The Last Trump
"We cannot go to the Book of Revelation and say that the voice of the seventh angel (Revelation 11:15) is the last trump. In the first century, the last trump (shofar) meant a specific day in the year. In Judaism, there are three trumpets (shofarim) that have a name. They are the first trump, the last trump, and the great trump. Each one of these trumpets indicates a specific day in the Jewish year. The first trump is blown on the Feast of Shavuot (Pentecost) (Exodus [Shemot] 19:19). It proclaimed that G-d had betrothed Himself to Israel. The last trump is synonymous with Rosh HaShanah, according to Theodore Gaster in his book, Festivals of the Jewish Year, in his chapter on Rosh HaShanah. Herman Kieval also states the same thing in his book, The High Holy Days (Volume I, Rosh HaShanah, Chapter 5, Footnote 11), in the chapter on the shofar. The great trumpet is blown on Yom Kippur, which will herald the return of the Messiah Yeshua back to earth (Matthew [Mattityahu] 24:31)."
(Hebraic Heritage Ministries, http://www.geocities.com/Heartland/2175/)
(Lev 23:24 KJV) Speak unto the children of Israel, saying, In the seventh month, in the first day of the month, shall ye have a sabbath, a memorial of blowing of trumpets, an holy convocation.
(Num 29:1 KJV) And in the seventh month, on the first day of the month, ye shall have an holy convocation; ye shall do no servile work: it is a day of blowing the trumpets unto you.

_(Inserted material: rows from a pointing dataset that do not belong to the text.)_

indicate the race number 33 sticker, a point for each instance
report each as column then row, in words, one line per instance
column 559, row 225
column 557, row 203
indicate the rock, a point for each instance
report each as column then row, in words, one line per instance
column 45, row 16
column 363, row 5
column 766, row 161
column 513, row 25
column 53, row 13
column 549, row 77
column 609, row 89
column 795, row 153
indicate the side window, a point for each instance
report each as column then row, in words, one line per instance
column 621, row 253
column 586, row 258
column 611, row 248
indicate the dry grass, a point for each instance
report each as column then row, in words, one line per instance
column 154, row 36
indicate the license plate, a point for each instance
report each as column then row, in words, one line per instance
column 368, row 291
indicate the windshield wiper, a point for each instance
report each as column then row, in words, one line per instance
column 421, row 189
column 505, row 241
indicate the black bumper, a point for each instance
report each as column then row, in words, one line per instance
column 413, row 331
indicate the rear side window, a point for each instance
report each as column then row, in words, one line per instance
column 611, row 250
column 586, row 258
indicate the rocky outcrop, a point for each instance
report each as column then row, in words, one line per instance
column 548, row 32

According to Num 10:10, Israel was to blow a trumpet at the beginning of each month. Since the Mosaic festival year was seven months long, the seventh month (Tishri) was the last month for a festival trumpet. This day, the first day of Tishri, which was the start of the Jewish civil year, was known as Rosh haShanah (the Feast of Trumpets or the Day of Trumpets). "The last month in the seven months' series was always sounded on this New Moon Day. This made it the final trumpets' day." (Ernest L. Martin, The Star that Astonished the World, (c)1996, pg 95)
Martin further signifies this day by relying on the work of Theodor Gaster and his book titled "Festivals of the Jewish Year." It is stated that early Jews recognized the Day of Trumpets as a type of memorial day. More than our modern versions of the holiday, it was instead a day that was symbolic of the time "when the dead return to rejoin their descendants at the beginning of the year." Martin also quotes Gaster in saying that this was "the time that became a symbol of the Last Trump." (Martin, pg 96)
(1 Cor 15:52 KJV) In a moment, in the twinkling of an eye, at the last trump: for the trumpet shall sound, and the dead shall be raised incorruptible, and we shall be changed.
(1 Th 4:16 KJV) For the Lord himself shall descend from heaven with a shout, with the voice of the archangel, and with the trump of God: and the dead in Christ shall rise first:
It is quite possible that Paul, being Jewish himself and surely knowledgeable of the Jewish feasts and customs, was making a symbolic reference to this time of year -- the Day of Trumpets. "The 'Last Trump' of the early Jews was when the dead were remembered. And to Paul the 'Last Trump' was the time for Jesus' second advent and the resurrection of the dead." (Martin, pg 96).